We have that the committee consists of 27 members and 14 of them are randomly chosen to attend the meeting.

Recall that the number of choices of n elements from k is called the binomial coefficient
C_n^k and it is equal to C_n^k = n! / (k! * (n-k)! ), where n! =n*(n-1)*(n-2)*...*2*1.
For instance, the number of choices of 2 elements from 5 is equal
C_5^2 = 5! /(2! * 3!) = 5*4*3*2*1 / ( (2*1) * (3*2*1) ) = 5*4/(2*1) = 20/2 = 10.
If we have the set {1,2,3,4,5} then the choices of 2 elements are the following 10 ones:
(1,2), (1,3), (1,4), (1,5)
(2,3), (2,4), (1,5)
(3,4), (3,5),
(4,5)
The number of choices of 14 members from 27 is equal to the binomial coefficient C_{27}^{14} =27!/(14! * (27-14)!).
Therefore the odds of guessing the 14 members of the committee from 27 ones that attended a meeting is equal to 1/C_{27}^{14}.
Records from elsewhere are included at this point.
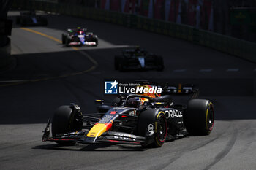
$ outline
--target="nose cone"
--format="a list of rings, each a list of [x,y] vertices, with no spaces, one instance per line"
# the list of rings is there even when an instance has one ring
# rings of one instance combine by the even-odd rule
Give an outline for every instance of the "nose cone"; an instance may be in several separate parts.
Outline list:
[[[112,123],[96,123],[91,128],[87,134],[87,137],[99,137],[104,132],[108,131],[112,127]]]
[[[145,67],[145,58],[138,58],[138,59],[140,63],[141,67],[144,68]]]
Let us compute that number:
C_{27}^{14} = 27!/(14! * (27-14)!) = 27!/(14! * 13!) = 27*26*25*24*23*22*21*20*19*18*17*16*15*14*13*12*11*10*9*8*7*6*5*4*3*2:(14*13*12*11*10*9*8*7*6*5*4*3*2 * 13*12*11*10*9*8*7*6*5*4*3*2) = 20058300.
Hence the odds of guessing the 14 members from 27 ones is 1/20058300.